IMPORTANCE: Isoamyl acetate is present in all beers. Concentrations vary considerably from beer to beer. It is a key flavour impact character in some lagers and ales and a signature flavour character in German-style wheat beer.
ORIGINS: Isoamyl acetate is produced by both ale and lager yeast during fermentation. The amount of isoamyl acetate produced depends on wort composition, yeast strain and fermentation conditions.

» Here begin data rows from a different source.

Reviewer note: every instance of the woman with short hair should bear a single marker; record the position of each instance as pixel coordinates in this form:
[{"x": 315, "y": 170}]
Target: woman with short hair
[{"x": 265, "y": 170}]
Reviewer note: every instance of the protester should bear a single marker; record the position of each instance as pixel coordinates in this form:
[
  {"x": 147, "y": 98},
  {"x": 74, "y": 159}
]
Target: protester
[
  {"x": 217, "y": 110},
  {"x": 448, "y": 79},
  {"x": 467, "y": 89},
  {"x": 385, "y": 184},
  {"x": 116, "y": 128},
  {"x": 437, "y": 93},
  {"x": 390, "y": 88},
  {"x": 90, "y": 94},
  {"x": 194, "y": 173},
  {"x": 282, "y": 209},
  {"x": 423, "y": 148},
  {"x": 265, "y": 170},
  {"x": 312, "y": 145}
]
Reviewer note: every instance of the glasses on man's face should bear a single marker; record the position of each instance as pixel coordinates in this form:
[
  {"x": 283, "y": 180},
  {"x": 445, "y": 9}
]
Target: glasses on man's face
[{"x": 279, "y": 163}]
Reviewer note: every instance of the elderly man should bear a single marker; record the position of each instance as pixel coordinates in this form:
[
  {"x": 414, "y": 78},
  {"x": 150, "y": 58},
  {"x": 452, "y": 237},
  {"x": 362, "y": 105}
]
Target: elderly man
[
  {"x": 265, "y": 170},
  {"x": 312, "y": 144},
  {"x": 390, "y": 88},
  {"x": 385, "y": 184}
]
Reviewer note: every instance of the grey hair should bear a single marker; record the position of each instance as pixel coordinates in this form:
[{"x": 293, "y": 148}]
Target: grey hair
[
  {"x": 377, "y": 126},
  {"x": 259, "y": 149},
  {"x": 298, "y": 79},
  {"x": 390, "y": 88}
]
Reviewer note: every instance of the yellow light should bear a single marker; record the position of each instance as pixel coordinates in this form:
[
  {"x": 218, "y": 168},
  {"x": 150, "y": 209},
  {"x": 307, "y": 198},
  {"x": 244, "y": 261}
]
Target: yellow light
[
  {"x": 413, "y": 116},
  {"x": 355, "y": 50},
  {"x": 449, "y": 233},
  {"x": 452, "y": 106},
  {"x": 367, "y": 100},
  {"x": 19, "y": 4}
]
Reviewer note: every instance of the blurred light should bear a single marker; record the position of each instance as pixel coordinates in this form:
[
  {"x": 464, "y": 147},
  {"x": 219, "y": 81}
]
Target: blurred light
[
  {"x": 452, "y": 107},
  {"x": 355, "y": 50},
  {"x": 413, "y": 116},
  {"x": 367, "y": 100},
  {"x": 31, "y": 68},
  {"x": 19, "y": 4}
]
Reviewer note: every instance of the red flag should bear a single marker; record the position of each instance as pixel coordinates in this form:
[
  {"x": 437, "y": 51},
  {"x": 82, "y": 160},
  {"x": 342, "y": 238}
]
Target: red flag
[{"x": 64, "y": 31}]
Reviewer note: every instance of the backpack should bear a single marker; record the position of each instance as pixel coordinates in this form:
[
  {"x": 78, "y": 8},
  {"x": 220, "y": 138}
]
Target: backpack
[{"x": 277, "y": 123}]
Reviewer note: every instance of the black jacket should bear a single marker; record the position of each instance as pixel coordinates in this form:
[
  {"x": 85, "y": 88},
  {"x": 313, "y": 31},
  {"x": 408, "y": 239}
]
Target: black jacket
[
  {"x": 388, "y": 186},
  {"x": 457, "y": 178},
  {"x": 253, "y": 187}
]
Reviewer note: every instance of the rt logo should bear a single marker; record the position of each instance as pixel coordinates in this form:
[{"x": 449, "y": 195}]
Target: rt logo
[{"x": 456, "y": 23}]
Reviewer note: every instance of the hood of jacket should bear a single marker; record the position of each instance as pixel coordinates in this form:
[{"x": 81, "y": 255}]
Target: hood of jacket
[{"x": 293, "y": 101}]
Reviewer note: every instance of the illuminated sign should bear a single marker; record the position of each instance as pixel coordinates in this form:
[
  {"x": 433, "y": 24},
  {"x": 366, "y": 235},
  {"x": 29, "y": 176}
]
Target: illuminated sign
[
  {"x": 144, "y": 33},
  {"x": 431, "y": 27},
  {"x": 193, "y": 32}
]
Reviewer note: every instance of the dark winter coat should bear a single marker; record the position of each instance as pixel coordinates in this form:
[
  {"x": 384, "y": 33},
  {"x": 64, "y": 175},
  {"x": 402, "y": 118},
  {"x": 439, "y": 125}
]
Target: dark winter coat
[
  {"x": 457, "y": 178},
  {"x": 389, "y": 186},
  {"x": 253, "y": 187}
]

Flavour: METHIONAL Chemical name: METHIONAL
“Methional, like mashed potato”
IMPORTANCE: Methional is an important ageing character of lager, ales and stouts. It is a sulphury off-flavour of fresh lager beer. Methional is also a signature ‘worty’ note in many low- and non-alcoholic beers.
ORIGINS: Methional is produced in the brewhouse from the breakdown of the sulphur-containing amino acid methionine. It can also be released during beer ageing. In some breweries it can be associated with re-use of beer recovered from yeast and with over-pasteurization of beer.